1.15 Signaux de détresse
Lorsque les membres de l'équipage ont aperçu le projecteur d'un navire vers 3 h 15, ils ont lancé deux des signaux de détresse du «HILI-KUM» en l'espace d'une dizaine de minutes, mais sans réussir à attirer l'attention. Les autres signaux de détresse qu'ils avaient pris à bord du radeau de sauvetage sont tombés à la mer quand le radeau s'est retourné.
Un peu plus tard, le cuisinier, qui était désormais seul à bord du radeau, a aperçu le projecteur d'un navire. Il a lancé trois des six fusées éclairantes à main de la trousse du radeau de sauvetage, mais les lueurs n'ont pas été aperçues.
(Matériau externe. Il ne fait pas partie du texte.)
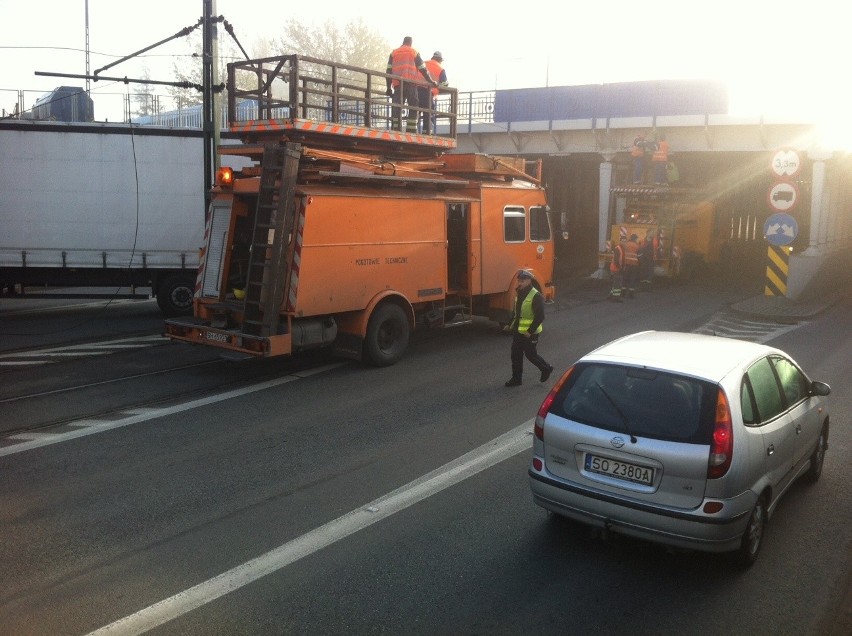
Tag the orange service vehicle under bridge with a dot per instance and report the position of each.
(315, 244)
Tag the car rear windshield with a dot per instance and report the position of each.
(639, 401)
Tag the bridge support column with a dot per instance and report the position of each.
(605, 184)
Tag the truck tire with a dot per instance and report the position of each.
(175, 293)
(387, 335)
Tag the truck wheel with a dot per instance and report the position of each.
(174, 295)
(387, 335)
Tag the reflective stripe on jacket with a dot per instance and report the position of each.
(631, 254)
(637, 150)
(435, 69)
(617, 263)
(527, 314)
(662, 151)
(403, 62)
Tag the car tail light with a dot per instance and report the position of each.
(722, 447)
(538, 429)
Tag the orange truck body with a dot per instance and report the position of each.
(380, 242)
(685, 222)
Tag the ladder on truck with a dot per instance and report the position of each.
(273, 226)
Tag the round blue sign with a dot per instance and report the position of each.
(780, 229)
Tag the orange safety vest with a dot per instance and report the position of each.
(637, 150)
(662, 151)
(617, 262)
(631, 255)
(434, 67)
(404, 64)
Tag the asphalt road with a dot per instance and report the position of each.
(161, 489)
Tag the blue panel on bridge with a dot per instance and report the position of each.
(628, 99)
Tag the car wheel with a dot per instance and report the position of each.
(753, 535)
(387, 335)
(818, 456)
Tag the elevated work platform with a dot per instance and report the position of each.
(324, 104)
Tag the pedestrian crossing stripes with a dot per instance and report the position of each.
(35, 357)
(731, 325)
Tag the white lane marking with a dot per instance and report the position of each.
(501, 448)
(88, 345)
(143, 415)
(47, 355)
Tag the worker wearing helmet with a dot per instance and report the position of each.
(428, 97)
(525, 327)
(410, 73)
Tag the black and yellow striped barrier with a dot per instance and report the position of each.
(777, 269)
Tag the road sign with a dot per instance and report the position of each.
(780, 229)
(783, 196)
(786, 163)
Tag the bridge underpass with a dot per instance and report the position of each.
(726, 156)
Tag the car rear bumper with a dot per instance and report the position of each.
(689, 529)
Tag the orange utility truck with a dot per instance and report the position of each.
(684, 221)
(345, 233)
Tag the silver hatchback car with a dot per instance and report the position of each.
(683, 439)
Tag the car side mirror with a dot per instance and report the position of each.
(820, 388)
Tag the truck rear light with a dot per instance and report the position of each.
(722, 445)
(544, 409)
(225, 176)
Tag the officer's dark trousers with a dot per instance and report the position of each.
(521, 347)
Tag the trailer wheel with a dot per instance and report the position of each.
(174, 295)
(387, 335)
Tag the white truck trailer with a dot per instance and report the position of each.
(101, 205)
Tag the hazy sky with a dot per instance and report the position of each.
(778, 57)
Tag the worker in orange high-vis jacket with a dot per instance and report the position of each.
(429, 96)
(631, 264)
(616, 271)
(660, 159)
(411, 73)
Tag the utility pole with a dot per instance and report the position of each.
(88, 84)
(210, 73)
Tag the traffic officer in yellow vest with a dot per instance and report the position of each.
(526, 327)
(405, 62)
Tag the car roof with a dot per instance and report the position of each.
(703, 356)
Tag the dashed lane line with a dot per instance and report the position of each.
(497, 450)
(47, 355)
(84, 428)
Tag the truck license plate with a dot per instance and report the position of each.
(619, 469)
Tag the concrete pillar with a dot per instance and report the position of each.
(818, 199)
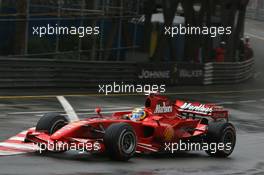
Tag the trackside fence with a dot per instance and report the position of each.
(61, 73)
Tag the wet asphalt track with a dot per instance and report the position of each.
(245, 103)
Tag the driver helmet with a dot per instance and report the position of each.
(138, 114)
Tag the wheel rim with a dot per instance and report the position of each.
(128, 142)
(229, 138)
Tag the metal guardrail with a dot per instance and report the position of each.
(228, 73)
(62, 73)
(50, 73)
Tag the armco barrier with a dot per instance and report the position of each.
(228, 73)
(62, 73)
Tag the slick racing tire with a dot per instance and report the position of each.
(120, 141)
(51, 122)
(221, 139)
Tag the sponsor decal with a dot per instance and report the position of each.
(200, 108)
(162, 108)
(168, 133)
(146, 74)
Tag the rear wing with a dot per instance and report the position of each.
(187, 109)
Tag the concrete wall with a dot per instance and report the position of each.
(255, 10)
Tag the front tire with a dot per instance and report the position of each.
(221, 133)
(120, 141)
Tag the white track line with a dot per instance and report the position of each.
(19, 146)
(255, 36)
(10, 153)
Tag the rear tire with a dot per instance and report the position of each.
(51, 122)
(120, 141)
(221, 133)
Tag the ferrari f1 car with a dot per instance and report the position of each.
(151, 129)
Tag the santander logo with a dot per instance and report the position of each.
(200, 108)
(162, 108)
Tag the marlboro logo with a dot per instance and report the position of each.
(200, 108)
(162, 109)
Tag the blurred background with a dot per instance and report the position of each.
(131, 40)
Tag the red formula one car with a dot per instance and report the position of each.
(161, 126)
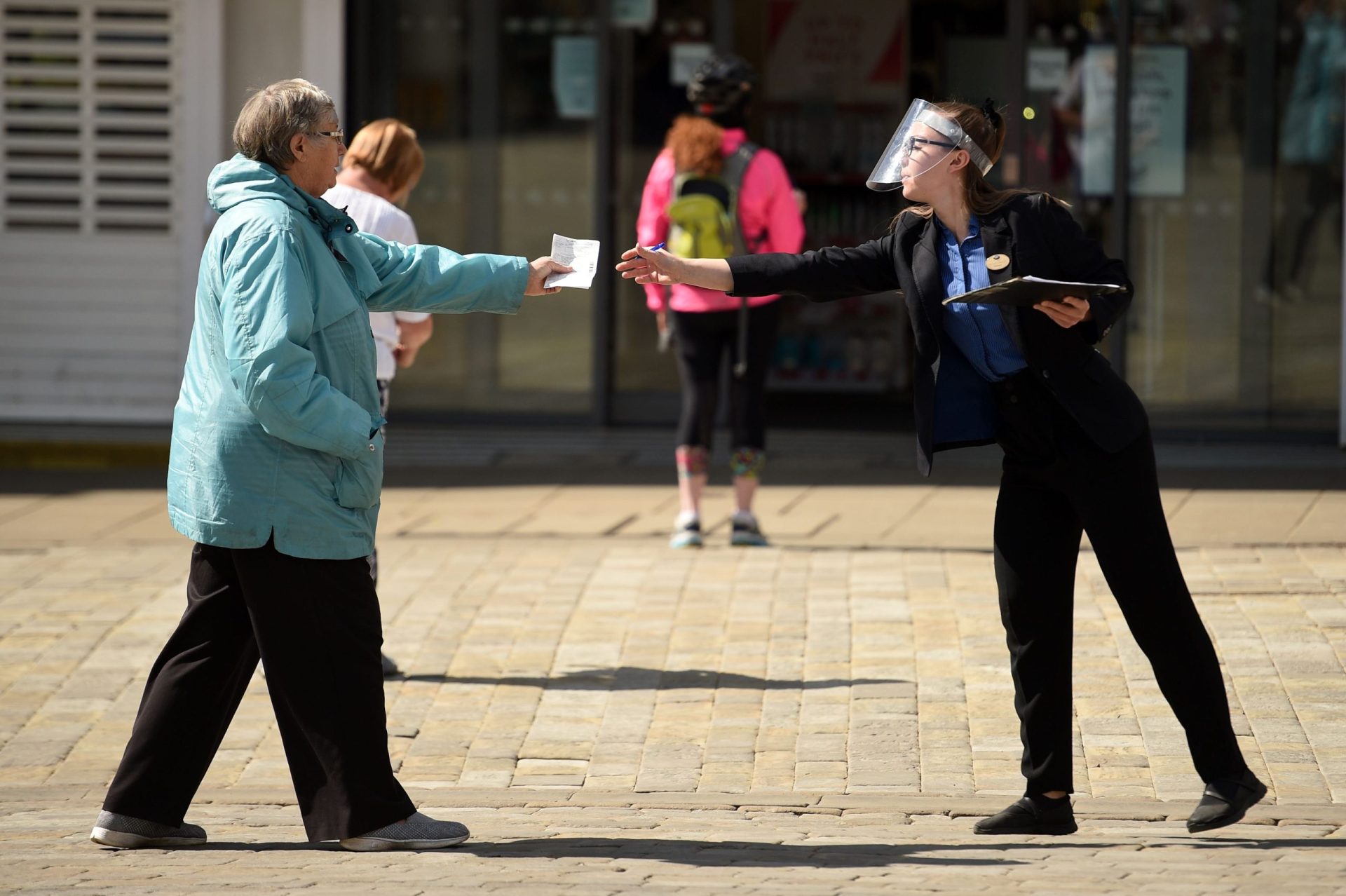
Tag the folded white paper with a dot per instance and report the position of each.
(580, 254)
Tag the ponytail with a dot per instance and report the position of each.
(986, 125)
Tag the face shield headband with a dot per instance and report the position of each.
(916, 147)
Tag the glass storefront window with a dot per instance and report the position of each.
(1236, 222)
(509, 159)
(1230, 221)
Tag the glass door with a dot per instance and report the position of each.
(503, 95)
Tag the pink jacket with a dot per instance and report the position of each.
(768, 215)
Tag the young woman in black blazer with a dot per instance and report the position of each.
(1077, 447)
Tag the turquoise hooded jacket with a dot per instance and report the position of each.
(276, 431)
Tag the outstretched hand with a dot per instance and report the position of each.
(1066, 313)
(646, 266)
(538, 271)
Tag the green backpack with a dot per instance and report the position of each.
(703, 215)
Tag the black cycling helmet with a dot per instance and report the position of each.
(721, 83)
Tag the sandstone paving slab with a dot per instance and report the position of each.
(656, 850)
(791, 702)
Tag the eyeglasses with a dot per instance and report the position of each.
(911, 143)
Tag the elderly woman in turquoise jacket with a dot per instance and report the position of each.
(275, 473)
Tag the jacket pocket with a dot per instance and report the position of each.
(360, 482)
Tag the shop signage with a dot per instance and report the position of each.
(1158, 120)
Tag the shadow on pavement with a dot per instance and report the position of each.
(637, 679)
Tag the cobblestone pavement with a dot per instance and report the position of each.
(611, 716)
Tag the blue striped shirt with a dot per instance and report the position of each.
(979, 332)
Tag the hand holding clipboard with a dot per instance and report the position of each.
(1030, 291)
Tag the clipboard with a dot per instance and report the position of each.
(1030, 291)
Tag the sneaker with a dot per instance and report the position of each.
(1031, 817)
(418, 831)
(1225, 802)
(687, 534)
(746, 531)
(125, 831)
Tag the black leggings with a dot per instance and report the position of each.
(1057, 484)
(317, 626)
(703, 341)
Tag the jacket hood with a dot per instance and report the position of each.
(241, 179)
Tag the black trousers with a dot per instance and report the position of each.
(705, 341)
(1057, 483)
(317, 626)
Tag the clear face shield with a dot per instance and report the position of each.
(924, 139)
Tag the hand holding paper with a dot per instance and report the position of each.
(580, 256)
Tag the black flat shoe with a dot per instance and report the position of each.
(1225, 802)
(1027, 817)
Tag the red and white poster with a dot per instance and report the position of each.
(839, 50)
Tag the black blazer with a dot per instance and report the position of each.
(953, 405)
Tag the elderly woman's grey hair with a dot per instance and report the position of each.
(275, 115)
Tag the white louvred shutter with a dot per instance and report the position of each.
(92, 288)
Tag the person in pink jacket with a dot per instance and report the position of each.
(709, 151)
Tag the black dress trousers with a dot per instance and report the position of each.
(317, 627)
(1056, 484)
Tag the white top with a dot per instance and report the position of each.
(374, 215)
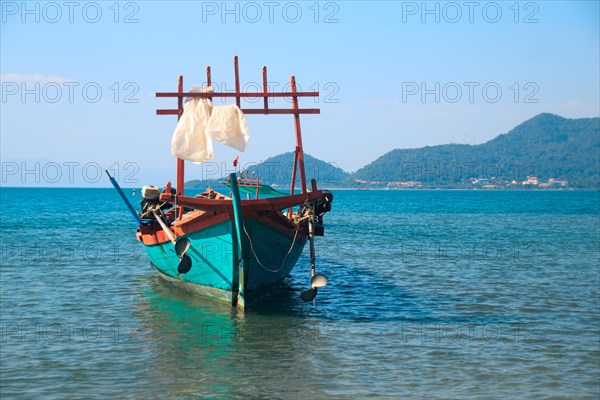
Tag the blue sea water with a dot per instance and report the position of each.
(432, 294)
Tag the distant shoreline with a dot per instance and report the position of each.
(335, 188)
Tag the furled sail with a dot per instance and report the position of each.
(201, 122)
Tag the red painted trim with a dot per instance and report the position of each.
(152, 235)
(273, 204)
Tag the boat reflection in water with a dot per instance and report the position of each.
(203, 347)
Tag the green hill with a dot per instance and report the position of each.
(546, 146)
(277, 172)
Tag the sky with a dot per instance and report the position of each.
(79, 78)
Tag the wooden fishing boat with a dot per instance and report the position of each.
(220, 244)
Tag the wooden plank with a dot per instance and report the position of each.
(273, 204)
(278, 111)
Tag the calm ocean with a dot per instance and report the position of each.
(432, 294)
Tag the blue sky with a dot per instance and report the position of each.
(391, 75)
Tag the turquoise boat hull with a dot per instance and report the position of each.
(271, 257)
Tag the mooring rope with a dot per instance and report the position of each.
(286, 256)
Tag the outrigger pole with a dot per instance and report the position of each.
(265, 94)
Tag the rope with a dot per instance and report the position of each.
(286, 256)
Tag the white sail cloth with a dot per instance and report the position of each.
(201, 122)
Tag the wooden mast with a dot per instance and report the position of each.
(180, 164)
(265, 94)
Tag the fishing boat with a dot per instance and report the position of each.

Les autres signaux de détresse se trouvant à bord du radeau sont tombés à la mer lorsque le radeau s'est de nouveau retourné.
2.0 Analyse
2.1 Voie d'eau
Le naufrage du navire a rendu impossible tout examen de la structure. Par conséquent, il a été impossible de déterminer avec précision l'état de la coque et du pont au moment de l'accident. Toutefois, le survivant a declaré avoir vu de l'eau s'infiltrer dans les emménagements à l'avant. Il n'est pas inhabituel pour un bateau de pêche en bois de 45 ans d'avoir des infiltrations d'eau par les coutures en mer. En outre, compte tenu des cas d'envahissement du tunnel de l'arbre qui s'étaient déjà produits à bord, il est probable que le problème n'était pas nouveau. Comme c'est l'arrière du navire qui s'est enfoncé en premier lors du naufrage alors que les fonds de la salle des machines étaient apparemment secs, on peut penser que c'est à l'arrière surtout que l'eau de mer a pénétré et s'est accumulée, dans la cambuse ou dans le tunnel de l'arbre, ou dans les deux.
2.2 Circonstances ayant mené au naufrage
Comme le navire faisait route dans une mer de la hanche de 6 m et des vents de l'arrière atteignant les 50 kn, il embarquait de grandes quantités d'eau de mer sur le pont arrière. Ce dernier était entouré d'un garde-corps qui permettait une évacuation rapide de l'eau par-dessus bord. Cependant, le navire embarquait de telles quantités d'eau qu'il y avait constamment un volume plus ou moins grand d'eau de mer sur le pont arrière.
Le poids de l'eau de mer devait aggraver davantage la situation, en diminuant progressivement le franc-bord arrière déjà faible du navire, accentuant l'enfoncement de l'arrière. Comme on ne s'était pas servi des panneaux d'écoutille de la cale à poisson spécialement conçus à cet effet et que le couvercle de fortune en contre-plaqué n'était pas fermé hermétiquement, l'eau de mer embarquée s'écoulait fort probablement dans la cale. L'accumulation d'eau sur le pont et l'envahissement de la cale par les hauts ont provoqué un engloutissement progressif, l'élimination de la réserve de flottabilité et le naufrage du navire par l'arrière.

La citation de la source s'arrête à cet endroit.